Company Press Release
January 3, 2012

Golden Phoenix Minerals Inc. (OTC: GPXM) reports that on behalf of Golden Phoenix Panama S.A., the joint venture entity that owns and operates the Santa Rosa gold mine in Panama, it has received from SRK Consulting (U.S.) an initial resource estimate for Mina Santa Rosa.

The Santa Rosa project is a volcanic-hosted epithermal gold-silver deposit previously operated as an open pit-heap leach operation. Production ceased in 1999 in part because of low gold prices.
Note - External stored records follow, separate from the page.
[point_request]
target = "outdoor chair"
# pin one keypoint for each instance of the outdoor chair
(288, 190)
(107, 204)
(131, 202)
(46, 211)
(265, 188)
SRK Consulting reports an in-situ inferred resource at the former Santa Rosa and ADLM pits totaling 23.1 million metric tonnes at 0.90 grams/tonne gold, for a contained 669,000 ounces of gold at a 0.30 g/t gold cutoff. The resource also contains an average grade of 2.87 g/t silver for a contained 2.1 million ounces of silver.

John Bolanos, Golden Phoenix's vice president of exploration, remarks: "In addition to SRK's inferred resource estimate of 669,000 contained ounces of
gold, the Santa Rosa project has an additional unspecified volume of mineralized material on former heap leach pads throughout the property. We expect to begin assessing this additional material in the near future."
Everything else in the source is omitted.